One of the main projects Andris developed in that context was the coordination of a 4 volume History of the University in Europe that drew on the common past of institutional development since the 11th century until 1992 and the creation of the European Union. This work was published by Cambridge University Press and later translated into German, Spanish, Portuguese, Chinese, and Russian. The purpose was to give universities a sense of their common history all over Europe. This intellectual commitment was also the frame of present-day activities, in particular what became known as the Bologna process (1999) which fostered the creation of coordinated tools of assessment that would allow the mobility of students beyond national borders. This enabled young people to build up European commitment simply by moving over national and linguistic borders in order to test their belonging to a common culture bridging all sides of the continent. This was the followup of the Erasmus program that began in 1987 under the aegis of the European Community in Brussels. The Bologna process extended its reach to 46 countries, including Russia, Ukraine, Turkey or Georgia, and Armenia.
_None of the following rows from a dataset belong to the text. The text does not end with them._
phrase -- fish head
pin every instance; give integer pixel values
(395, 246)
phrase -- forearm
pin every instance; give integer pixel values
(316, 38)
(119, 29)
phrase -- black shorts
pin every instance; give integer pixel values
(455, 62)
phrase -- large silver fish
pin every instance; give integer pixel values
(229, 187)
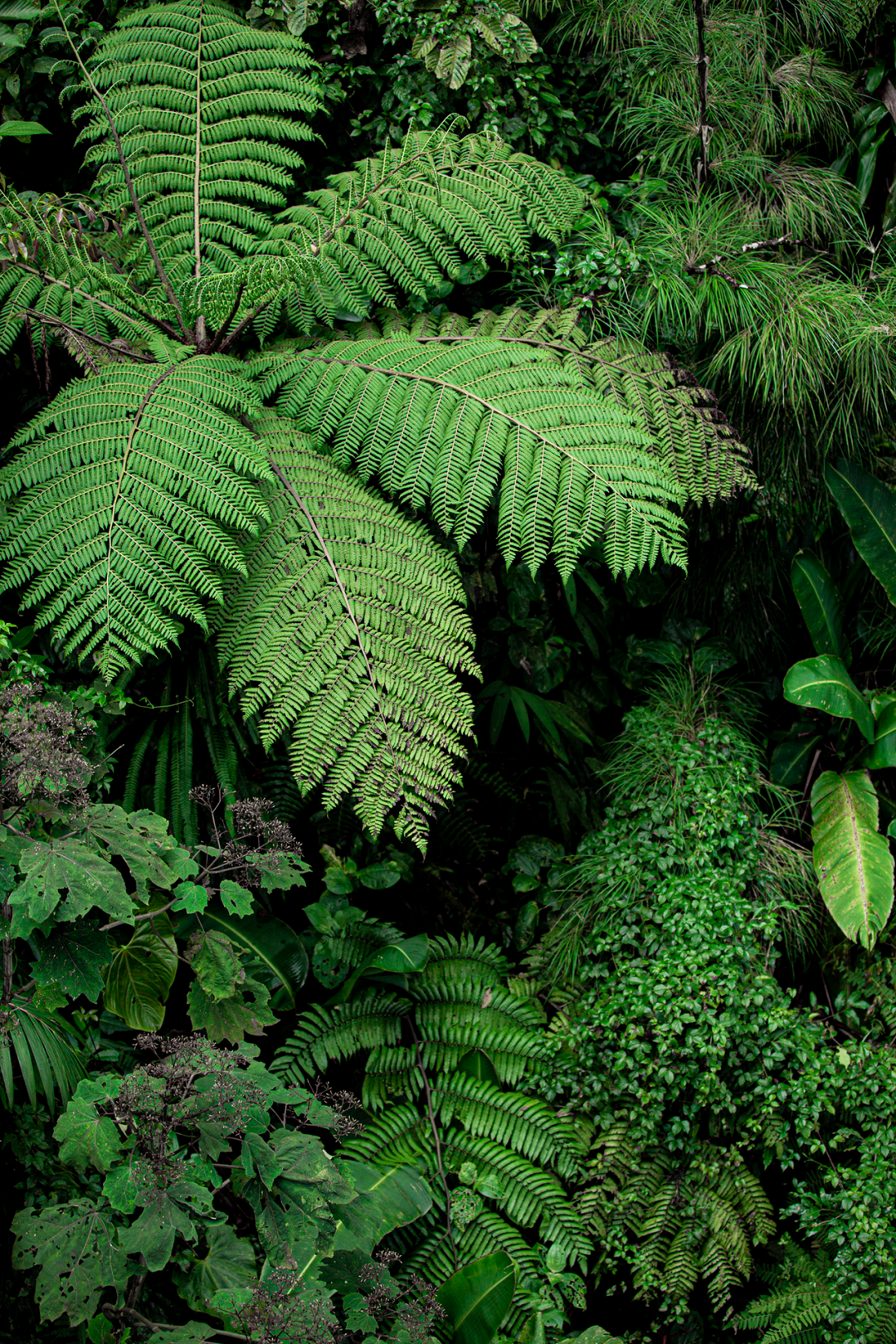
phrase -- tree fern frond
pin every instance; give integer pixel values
(324, 1034)
(204, 106)
(450, 426)
(125, 496)
(406, 218)
(688, 433)
(347, 632)
(46, 1060)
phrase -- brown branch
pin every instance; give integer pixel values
(437, 1142)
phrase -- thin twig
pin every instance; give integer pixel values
(437, 1142)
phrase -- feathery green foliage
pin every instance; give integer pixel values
(124, 504)
(440, 1058)
(345, 633)
(204, 110)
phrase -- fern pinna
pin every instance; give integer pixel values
(160, 488)
(448, 1057)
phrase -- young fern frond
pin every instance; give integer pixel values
(124, 502)
(451, 426)
(204, 106)
(347, 632)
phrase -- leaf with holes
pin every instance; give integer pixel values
(853, 862)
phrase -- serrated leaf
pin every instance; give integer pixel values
(236, 899)
(141, 975)
(269, 941)
(56, 867)
(853, 862)
(86, 1137)
(75, 1248)
(215, 964)
(824, 683)
(231, 1019)
(73, 957)
(229, 1264)
(190, 897)
(455, 58)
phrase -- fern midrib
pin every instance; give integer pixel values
(197, 143)
(468, 396)
(338, 580)
(134, 426)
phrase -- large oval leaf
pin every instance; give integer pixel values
(141, 975)
(824, 683)
(273, 942)
(852, 859)
(869, 509)
(820, 605)
(479, 1298)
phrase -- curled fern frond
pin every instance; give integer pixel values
(124, 502)
(453, 425)
(204, 106)
(347, 632)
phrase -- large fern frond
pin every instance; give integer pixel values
(54, 275)
(204, 106)
(688, 433)
(124, 502)
(402, 221)
(47, 1064)
(347, 633)
(453, 425)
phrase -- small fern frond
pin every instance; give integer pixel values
(688, 433)
(204, 105)
(325, 1034)
(450, 426)
(402, 221)
(347, 633)
(124, 499)
(525, 1124)
(54, 275)
(46, 1060)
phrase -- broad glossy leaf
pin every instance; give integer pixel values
(852, 859)
(820, 604)
(73, 957)
(74, 1246)
(141, 975)
(824, 683)
(869, 509)
(881, 754)
(479, 1296)
(270, 941)
(86, 1136)
(229, 1264)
In 2002, Andris left the European University Association, the new name of the European Rectors’ Conference, and developed until 2007, when he retired, a program based in the University of Bologna, the Observatory of University Fundamental Values, a mediation centre acting as an ombudsman between university leaders and stakeholders tempted to infringe on academic freedom: this led to a discrete diplomacy between political or economic representatives and university leaders that focused on the various temptations - economic, political, and academic - that could downgrade academic identity when institutions tried to adjust to their local or national environment.
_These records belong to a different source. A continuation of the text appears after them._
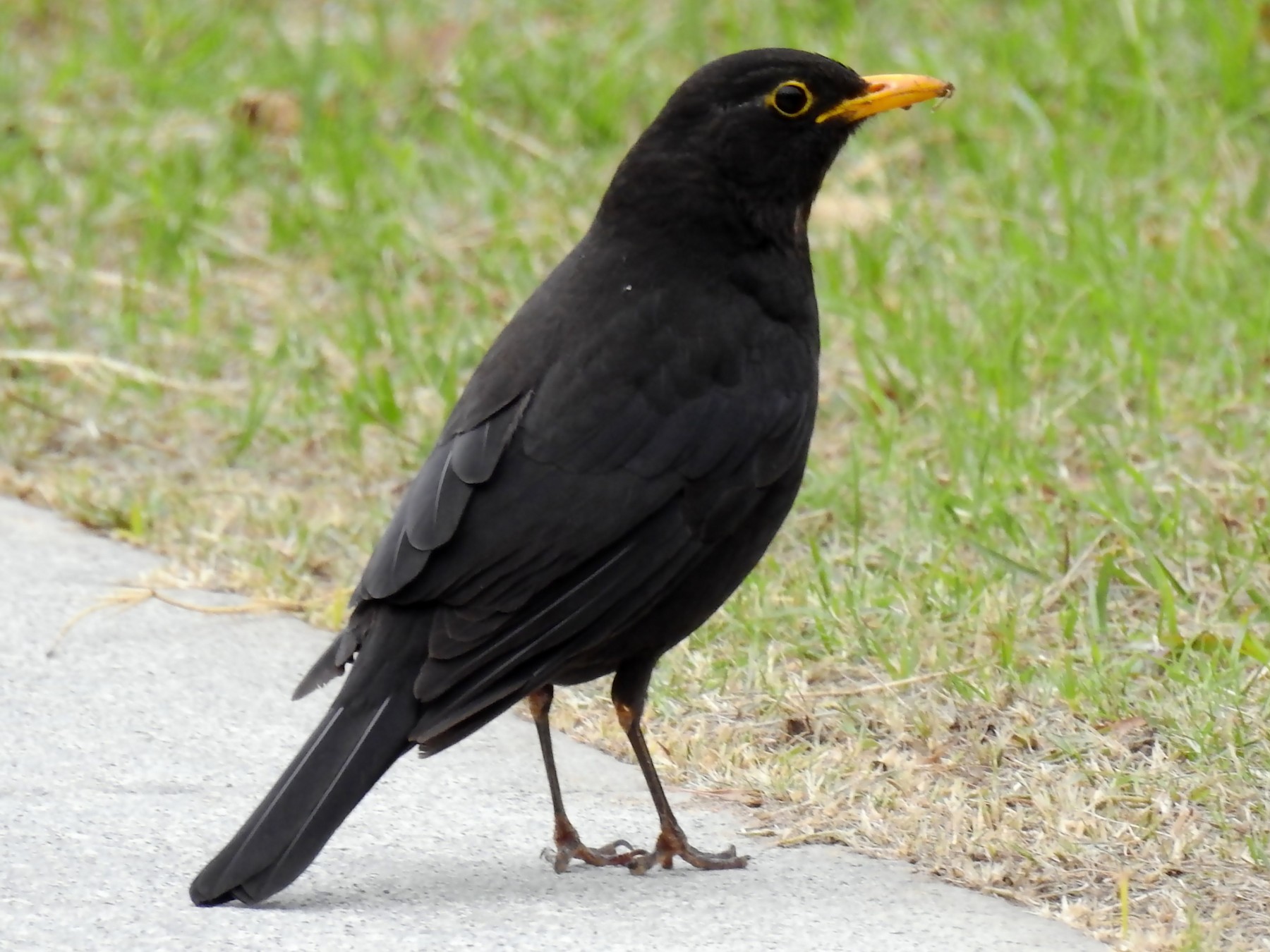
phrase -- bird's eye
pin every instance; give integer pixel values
(790, 99)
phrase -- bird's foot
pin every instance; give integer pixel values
(672, 843)
(569, 848)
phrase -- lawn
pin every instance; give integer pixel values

Barbara Vacarr, PhD is a psychologist, adult educator and organizational consultant. She recently retired as CEO of Kripalu Center for Yoga and Health and is a former President and CEO of Goddard College. Barbara was a thought leader for, where she served as ambassador and strategist for progressive higher education. As an Associate Professor at Lesley University, she was Founding Director of the first hybrid competency-based PhD program in Adult Learning. She was named in 2015 one of 50 “Influencers in Aging in America” by PBS’s Next Avenue. She is the founder of an Intergenerational Women’s Mentoring Collective, served as an interviewer for USC’s Shoah Foundation Visual History Project and led the grant funded Cambodian Youth and Missing History Project.  Barbara is a regular contributor to Huffington Post’s Thrive Global.

Edgar Mora Altamirano, MPA was mayor of Curridabat between 2007 and 2018 and Minister of Education between 2018 and 2019. He studied journalism at the Universidad Latina de Costa Rica, urban planning at the Latin American Faculty of Social Sciences (FLACSO) and public administration at Harvard University. Under his administration, the Municipality of Curridabat received the Chapter Award for Best City Plan from the Congress for New Urbanism (CNU), the Most Inspiring Initiative of the UN-Habitat New Urban Agenda, the Prix Mondiaux de L'Innovation Urbaine «Smart Cities» from the Le Monde newspaper and International Urban Development Association (INTA) and Social and Environmental Sustainability of the Smart Cities Expo Congress.